Levenberg - The Marquardt method
Levenberg - The convergence speed of Marquardt method is slower than Gauss - Newton method , But it is more robust , Also known as damped newton method (Damped Newton Method)
gaussian - Newton's second-order Taylor expansion to approximate linearization , Its effect only has a good approximate effect near the expansion point . So deal with Δ x k \Delta x_k Δxk Add an interval range , be called Confidence interval (Trust Region). It is considered that it is approximately valid within the confidence interval and invalid outside the approximate interval .
The difference between the approximate model and the actual function is used to determine the scope of the confidence interval :
ρ = f ( x k + Δ x k ) − f ( x k ) J ( x k ) T Δ x \rho=\frac{f(x_k+\Delta x_k)-f(x_k)}{J(x_k)^T\Delta x} ρ=J(xk)TΔxf(xk+Δxk)−f(xk)
indicators ρ \rho ρ Used to describe the good or bad degree of approximation , among , The denominator is the value decreased by the approximate model , The numerator is the decreasing value of the actual function .

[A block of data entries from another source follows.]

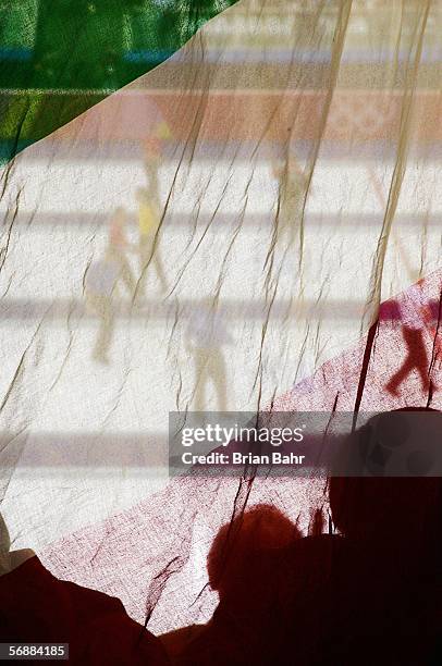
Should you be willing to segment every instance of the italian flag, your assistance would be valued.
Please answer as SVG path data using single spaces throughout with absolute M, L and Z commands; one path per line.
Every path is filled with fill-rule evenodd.
M 210 618 L 238 502 L 299 529 L 323 505 L 320 479 L 171 479 L 171 412 L 441 407 L 441 13 L 220 3 L 105 95 L 100 63 L 126 66 L 107 30 L 139 14 L 143 34 L 143 12 L 79 5 L 103 41 L 78 28 L 72 67 L 101 101 L 11 95 L 3 123 L 22 109 L 32 145 L 14 131 L 1 175 L 1 513 L 15 547 L 140 622 L 155 606 L 161 633 Z

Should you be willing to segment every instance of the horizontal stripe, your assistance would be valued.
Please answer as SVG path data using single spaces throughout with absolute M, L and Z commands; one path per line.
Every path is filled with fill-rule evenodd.
M 180 320 L 186 321 L 191 317 L 194 317 L 198 312 L 198 304 L 200 297 L 196 296 L 194 299 L 180 298 Z M 163 320 L 170 318 L 174 311 L 174 303 L 172 300 L 158 299 L 154 300 L 148 298 L 142 300 L 139 305 L 132 305 L 130 300 L 112 300 L 113 314 L 120 320 L 124 319 L 139 319 L 144 326 L 147 321 L 151 320 Z M 309 321 L 321 321 L 323 319 L 334 319 L 336 322 L 345 321 L 349 319 L 360 319 L 366 303 L 357 299 L 332 299 L 327 300 L 311 300 L 305 299 L 304 303 L 293 304 L 288 300 L 274 300 L 270 301 L 253 301 L 242 299 L 224 299 L 219 304 L 217 313 L 221 319 L 229 321 L 236 319 L 238 321 L 267 321 L 267 316 L 270 312 L 272 319 L 287 317 L 293 318 L 293 322 L 299 318 Z M 427 304 L 429 312 L 435 321 L 439 312 L 439 300 L 431 300 Z M 206 313 L 206 310 L 204 310 Z M 394 309 L 390 309 L 388 306 L 381 311 L 382 319 L 384 320 L 397 320 L 400 314 Z M 36 319 L 40 320 L 45 318 L 47 324 L 51 321 L 69 317 L 70 321 L 78 319 L 98 319 L 98 317 L 86 306 L 85 300 L 78 299 L 62 299 L 62 298 L 34 298 L 34 299 L 21 299 L 21 298 L 9 298 L 4 296 L 0 303 L 0 317 L 3 320 L 3 324 L 7 320 L 27 320 Z M 64 321 L 63 321 L 64 325 Z

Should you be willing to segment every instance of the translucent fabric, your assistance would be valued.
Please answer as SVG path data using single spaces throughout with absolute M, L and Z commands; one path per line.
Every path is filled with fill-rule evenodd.
M 154 632 L 206 621 L 248 503 L 169 481 L 170 411 L 441 403 L 442 4 L 241 1 L 1 176 L 1 510 Z

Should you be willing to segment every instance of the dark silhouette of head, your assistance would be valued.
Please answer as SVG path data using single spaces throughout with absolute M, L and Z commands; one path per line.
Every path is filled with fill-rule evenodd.
M 270 583 L 272 552 L 300 536 L 297 527 L 278 508 L 258 504 L 224 525 L 208 556 L 209 582 L 220 599 L 241 595 Z

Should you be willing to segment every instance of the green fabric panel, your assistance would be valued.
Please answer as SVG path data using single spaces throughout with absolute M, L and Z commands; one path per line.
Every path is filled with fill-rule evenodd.
M 154 69 L 236 0 L 3 0 L 0 158 Z

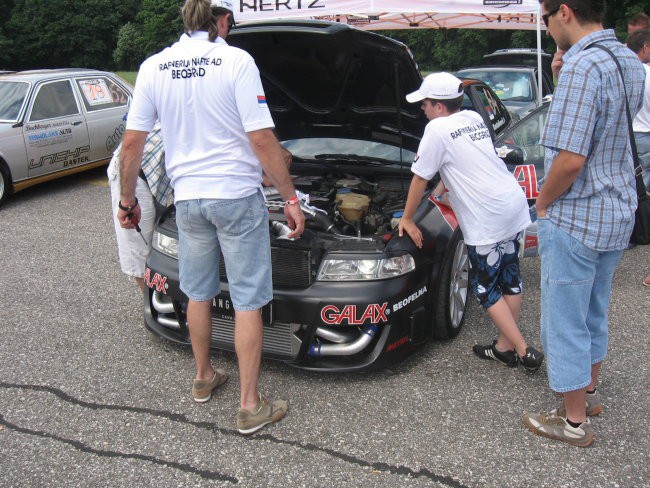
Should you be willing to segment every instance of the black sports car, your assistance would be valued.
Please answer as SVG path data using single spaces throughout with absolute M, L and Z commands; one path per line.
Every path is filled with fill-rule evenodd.
M 422 249 L 396 230 L 428 122 L 419 104 L 405 100 L 422 81 L 406 46 L 318 21 L 247 24 L 228 42 L 255 58 L 278 137 L 293 153 L 295 186 L 309 195 L 302 205 L 306 230 L 291 241 L 283 237 L 280 196 L 267 189 L 274 297 L 263 310 L 264 356 L 305 369 L 365 370 L 393 363 L 432 337 L 456 336 L 468 262 L 453 212 L 422 200 Z M 467 80 L 465 88 L 464 107 L 478 111 L 496 139 L 510 114 L 484 83 Z M 147 262 L 145 322 L 189 344 L 177 236 L 170 207 Z M 221 277 L 212 345 L 234 350 L 223 263 Z

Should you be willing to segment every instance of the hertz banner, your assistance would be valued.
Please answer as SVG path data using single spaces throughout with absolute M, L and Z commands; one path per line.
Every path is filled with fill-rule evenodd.
M 379 29 L 539 27 L 538 0 L 234 0 L 237 23 L 312 18 Z

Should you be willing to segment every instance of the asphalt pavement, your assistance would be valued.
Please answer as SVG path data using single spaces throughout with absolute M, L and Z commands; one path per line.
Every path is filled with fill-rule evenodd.
M 206 404 L 190 349 L 148 332 L 120 271 L 104 169 L 30 188 L 0 207 L 1 487 L 650 486 L 650 246 L 624 253 L 596 442 L 538 437 L 526 410 L 558 403 L 546 372 L 473 356 L 495 330 L 472 301 L 460 335 L 377 373 L 264 361 L 262 391 L 287 417 L 235 429 L 236 358 Z M 521 328 L 539 346 L 539 260 L 522 261 Z

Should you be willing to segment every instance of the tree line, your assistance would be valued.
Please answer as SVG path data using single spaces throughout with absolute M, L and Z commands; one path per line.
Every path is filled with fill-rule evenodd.
M 397 0 L 396 0 L 397 1 Z M 183 0 L 5 0 L 0 9 L 0 69 L 84 67 L 137 70 L 183 32 Z M 608 1 L 605 27 L 625 40 L 627 19 L 650 13 L 650 0 Z M 483 54 L 535 47 L 531 31 L 415 29 L 384 31 L 409 46 L 421 69 L 455 71 Z M 542 47 L 555 50 L 542 35 Z

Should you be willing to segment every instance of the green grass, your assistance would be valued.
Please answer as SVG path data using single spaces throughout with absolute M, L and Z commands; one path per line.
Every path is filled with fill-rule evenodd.
M 138 75 L 137 71 L 116 71 L 115 74 L 122 78 L 127 83 L 135 85 L 135 77 Z

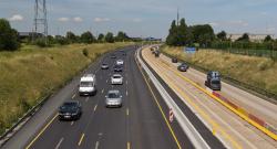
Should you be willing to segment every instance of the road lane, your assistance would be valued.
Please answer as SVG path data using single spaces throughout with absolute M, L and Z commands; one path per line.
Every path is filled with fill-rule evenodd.
M 71 123 L 55 118 L 30 148 L 177 148 L 134 61 L 135 49 L 125 51 L 127 56 L 116 52 L 116 55 L 125 62 L 124 71 L 121 73 L 124 76 L 124 84 L 110 85 L 110 77 L 114 73 L 111 66 L 115 60 L 106 56 L 103 61 L 110 64 L 110 70 L 88 71 L 96 72 L 98 94 L 89 98 L 81 97 L 74 88 L 74 93 L 66 97 L 81 102 L 83 107 L 81 119 Z M 119 89 L 122 93 L 123 107 L 105 107 L 104 96 L 109 89 Z M 174 131 L 177 131 L 181 145 L 193 148 L 177 124 Z
M 163 54 L 161 54 L 161 60 L 163 60 L 165 63 L 168 63 L 172 67 L 176 67 L 178 65 L 172 64 L 171 58 Z M 204 82 L 206 79 L 206 74 L 194 68 L 189 68 L 187 73 L 183 73 L 182 75 L 196 82 L 202 87 L 205 87 Z M 224 82 L 222 83 L 222 92 L 219 93 L 232 100 L 234 104 L 247 109 L 247 111 L 249 111 L 250 114 L 254 114 L 255 116 L 258 116 L 270 125 L 277 127 L 276 104 L 269 103 L 268 100 L 265 100 Z
M 145 50 L 143 53 L 146 61 L 157 72 L 157 74 L 160 74 L 163 77 L 163 79 L 165 79 L 167 84 L 173 84 L 175 88 L 179 88 L 179 92 L 182 91 L 182 93 L 187 94 L 187 96 L 189 96 L 189 98 L 194 100 L 191 104 L 198 105 L 199 109 L 204 110 L 205 114 L 207 114 L 212 119 L 218 123 L 219 126 L 224 128 L 224 130 L 229 136 L 232 136 L 232 138 L 235 138 L 235 140 L 239 142 L 239 145 L 242 145 L 245 148 L 256 148 L 256 147 L 274 148 L 276 146 L 276 143 L 273 142 L 273 140 L 271 141 L 265 140 L 263 138 L 263 136 L 265 135 L 260 132 L 257 134 L 254 132 L 255 128 L 250 127 L 249 125 L 247 125 L 247 123 L 236 117 L 236 115 L 225 109 L 225 107 L 223 107 L 220 104 L 211 99 L 211 97 L 206 96 L 201 91 L 196 89 L 191 84 L 179 78 L 174 73 L 176 72 L 176 70 L 173 71 L 173 68 L 170 68 L 168 65 L 164 64 L 164 62 L 162 62 L 160 58 L 155 58 L 150 51 Z M 184 98 L 187 99 L 188 97 Z M 209 124 L 209 121 L 207 123 Z M 223 138 L 227 139 L 224 136 Z M 233 145 L 230 143 L 230 146 Z

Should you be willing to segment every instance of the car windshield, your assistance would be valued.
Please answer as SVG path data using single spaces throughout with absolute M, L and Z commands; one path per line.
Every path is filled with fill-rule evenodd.
M 78 107 L 78 103 L 69 102 L 69 103 L 64 103 L 61 106 L 61 110 L 72 110 L 72 109 L 75 109 L 76 107 Z
M 109 93 L 107 97 L 109 98 L 119 98 L 120 94 L 117 94 L 117 93 Z
M 115 75 L 115 76 L 113 76 L 113 78 L 121 78 L 121 76 L 119 76 L 119 75 Z
M 80 86 L 81 87 L 92 87 L 93 83 L 92 82 L 81 82 Z
M 212 81 L 212 84 L 220 84 L 219 81 Z

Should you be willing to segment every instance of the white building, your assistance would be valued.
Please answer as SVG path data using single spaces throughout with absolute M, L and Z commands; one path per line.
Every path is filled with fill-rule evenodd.
M 270 35 L 271 39 L 275 39 L 275 34 L 254 34 L 254 33 L 247 33 L 249 35 L 249 40 L 252 42 L 263 42 L 267 35 Z M 227 34 L 227 39 L 230 39 L 232 41 L 236 41 L 243 36 L 243 34 Z

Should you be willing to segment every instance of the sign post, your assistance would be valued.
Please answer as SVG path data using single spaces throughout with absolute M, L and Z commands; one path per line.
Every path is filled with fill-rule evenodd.
M 170 108 L 170 121 L 173 123 L 173 120 L 174 120 L 174 114 L 172 108 Z

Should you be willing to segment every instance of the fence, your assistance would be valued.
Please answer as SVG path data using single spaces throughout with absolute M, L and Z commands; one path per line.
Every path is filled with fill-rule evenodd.
M 252 42 L 214 42 L 202 50 L 216 50 L 234 54 L 263 56 L 277 60 L 276 43 L 252 43 Z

ρ \rho ρ near 1, The approximate effect is good , The approximate range should be expanded ; ρ \rho ρ smaller , The approximation effect is poor , The approximate range should be reduced . thus , Build Levenberg - Marquardt algorithm model :
1. to set first beginning value x 0 With And first beginning optimal turn And a half path μ 2. Yes The first k Time Overlapping generation , stay high Si cattle Ton Law Of The base Foundation On increase Add Letter lai District Domain : min Δ x k 1 2 ∥ f ( x k ) + J ( x k ) T Δ x k ∥ 2 , s . t . ∥ D Δ x k ∥ 2 ≤ μ , Its in , μ by Letter lai District between And a half path , D by system Count Moment front 3. meter count finger mark : ρ = f ( x k + Δ x k ) − f ( x k ) J ( x k ) T Δ x 4. if ρ > 0.75 , be set up Set up μ = 2 μ 5. if ρ < 0.25 , be set up Set up μ = 0.5 μ 6. if ρ It's about On some threshold value District between , be recognize by near like can That's ok , x k + 1 = x k + Δ x k 7. sentence break yes no closed Convergence , if closed Convergence be junction beam , back And return return The first Two Step Overlapping generation \begin{aligned} 1.& Given the initial value x_0 And the initial optimization radius \mu\\ 2.& Right. k Sub iteration , The trust region is added on the basis of Gauss Newton method :\\ &\qquad\qquad\min_{\Delta x_k}\frac{1}{2}\begin{Vmatrix}f(x_k)+J(x_k)^T\Delta x_k\end{Vmatrix}^2,\quad s.t.\quad \begin{Vmatrix}D\Delta x_k\end{Vmatrix}^2\leq\mu, \\ &\qquad\qquad among ,\mu Is the radius of the confidence interval ,D Is the coefficient matrix \\ 3.& Calculate the index :\rho=\frac{f(x_k+\Delta x_k)-f(x_k)}{J(x_k)^T\Delta x}\\ 4.& if \rho>0.75, Is set \mu=2\mu\\ 5.& if \rho<0.25, Is set \mu=0.5\mu\\ 6.& if \rho In a certain threshold range , It is considered to be approximately feasible ,x_{k+1}=x_k+\Delta x_k\\ 7.& Judge whether convergence or not , If it converges, it ends , Otherwise, return to the second iteration \\ \end{aligned} 1.2.3.4.5.6.7. to set first beginning value x0 With And first beginning optimal turn And a half path μ Yes The first k Time Overlapping generation , stay high Si cattle Ton Law Of The base Foundation On increase Add Letter lai District Domain :Δxkmin21∥∥f(xk)+J(xk)TΔxk∥∥2,s.t.∥∥DΔxk∥∥2≤μ, Its in ,μ by Letter lai District between And a half path ,D by system Count Moment front meter count finger mark :ρ=J(xk)TΔxf(xk+Δxk)−f(xk) if ρ>0.75, be set up Set up μ=2μ if ρ<0.25, be set up Set up μ=0.5μ if ρ It's about On some threshold value District between , be recognize by near like can That's ok ,xk+1=xk+Δxk sentence break yes no closed Convergence , if closed Convergence be junction beam , back And return return The first Two Step Overlapping generation
here , Limit the increment value to the radius μ \mu μ In the ball ( ∥ Δ x k ∥ 2 ≤ μ \begin{Vmatrix}\Delta x_k\end{Vmatrix}^2\leq\mu ∥∥Δxk∥∥2≤μ), After adding the coefficient matrix , It can be regarded as an ellipsoid ( ∥ D Δ x k ∥ 2 ≤ μ \begin{Vmatrix}D\Delta x_k\end{Vmatrix}^2\leq\mu ∥∥DΔxk∥∥2≤μ).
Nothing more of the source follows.